1. Data collection
After appropriate authorization, a six-week prospective study conducted at a medium-sized hospital in the centre region of Portugal collected information on multiphase hepatic-CT examinations of adult patients. The patients’ confidentiality, as well as of all actors involved in health care, was ensured. The work took place under the initiative of continuous improvement of professional practice in the medical imaging department.
A questionnaire was used to collect pertinent ICM injection protocol data and anthropometric measurements (body weight and body height). Also, relevant DICOM metadata were collected and analysed. Most relevant collected data are resumed in Table 1.
Table 1: Resume of collected data
References: School of Health Sciences, University of Aveiro (ESSUA) - Aveiro/PT
2. CT examination protocol
Hepatic CT studies used institution technical protocol. Most relevant parameters were resumed in Table 2.
Table 2: Resume of the technical protocol
References: School of Health Sciences, University of Aveiro (ESSUA) - Aveiro/PT
3. Structures enhancement
Contrast enhancement was evaluated in CT images for three structures – Aorta artery, portal vein and liver parenchyma. The Hounsfield Units (HU) evaluation was performed in axial images at the level of the celiac trunk artery using circular ROI’s (100 mm2) placed in the aorta (centre of the aorta), portal vein (hepatic hilar zone) and hepatic parenchyma (segment III with minimal vascular or biliary structures contribution). Measurements were performed to non-enhanced and contrast-enhanced phases (arterial and portal acquisitions) using institution PACS viewer ( Fig. 1).

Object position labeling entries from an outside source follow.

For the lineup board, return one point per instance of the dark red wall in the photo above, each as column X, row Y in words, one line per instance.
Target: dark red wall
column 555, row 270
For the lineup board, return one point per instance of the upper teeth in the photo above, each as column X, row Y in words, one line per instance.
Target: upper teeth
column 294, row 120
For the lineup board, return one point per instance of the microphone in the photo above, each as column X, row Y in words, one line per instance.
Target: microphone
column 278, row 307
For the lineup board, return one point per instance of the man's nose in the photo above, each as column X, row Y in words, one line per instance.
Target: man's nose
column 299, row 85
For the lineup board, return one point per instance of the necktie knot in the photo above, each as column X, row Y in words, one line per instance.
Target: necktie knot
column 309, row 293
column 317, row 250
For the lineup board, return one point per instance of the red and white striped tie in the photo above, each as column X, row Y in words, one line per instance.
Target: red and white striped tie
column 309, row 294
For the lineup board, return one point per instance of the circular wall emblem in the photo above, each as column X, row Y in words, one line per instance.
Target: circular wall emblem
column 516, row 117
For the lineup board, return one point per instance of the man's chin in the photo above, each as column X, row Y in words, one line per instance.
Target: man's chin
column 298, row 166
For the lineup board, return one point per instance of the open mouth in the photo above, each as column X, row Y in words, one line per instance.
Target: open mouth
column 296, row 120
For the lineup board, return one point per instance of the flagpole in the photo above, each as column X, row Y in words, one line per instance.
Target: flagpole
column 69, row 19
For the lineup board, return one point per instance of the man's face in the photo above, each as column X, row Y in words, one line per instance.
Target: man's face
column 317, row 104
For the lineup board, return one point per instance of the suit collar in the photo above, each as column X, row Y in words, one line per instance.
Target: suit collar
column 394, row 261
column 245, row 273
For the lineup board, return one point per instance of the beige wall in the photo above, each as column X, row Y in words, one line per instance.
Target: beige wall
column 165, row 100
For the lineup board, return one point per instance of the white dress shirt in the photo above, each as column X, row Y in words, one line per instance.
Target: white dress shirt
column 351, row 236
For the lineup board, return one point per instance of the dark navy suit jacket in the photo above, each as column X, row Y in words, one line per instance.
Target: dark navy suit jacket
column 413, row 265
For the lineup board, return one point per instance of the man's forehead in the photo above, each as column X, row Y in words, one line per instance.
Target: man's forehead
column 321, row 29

HU average of each measurement was collected, and structures enhancement calculated to each contrast-enhanced phase by the difference between enhanced and non-enhanced structures HU average.
Fig. 1: Example of the ROI's arrangement to perform structures HU measurement.
References: School of Health Sciences, University of Aveiro (ESSUA) - Aveiro/PT
3. Statistical analysis
Collected data were evaluated using IBM© SPSS© Statistics 25. Scale variables were summarized as the average value ± standard deviation (SD) and categorical variables were calculated as the count (percentage). Pearson correlations used to bivariate correlations analysis. Multivariate analysis of variance was performed and when statistical significance was observed, Tests of Between-Subjects Effects used.
Statistical significance was considered when p<0.05.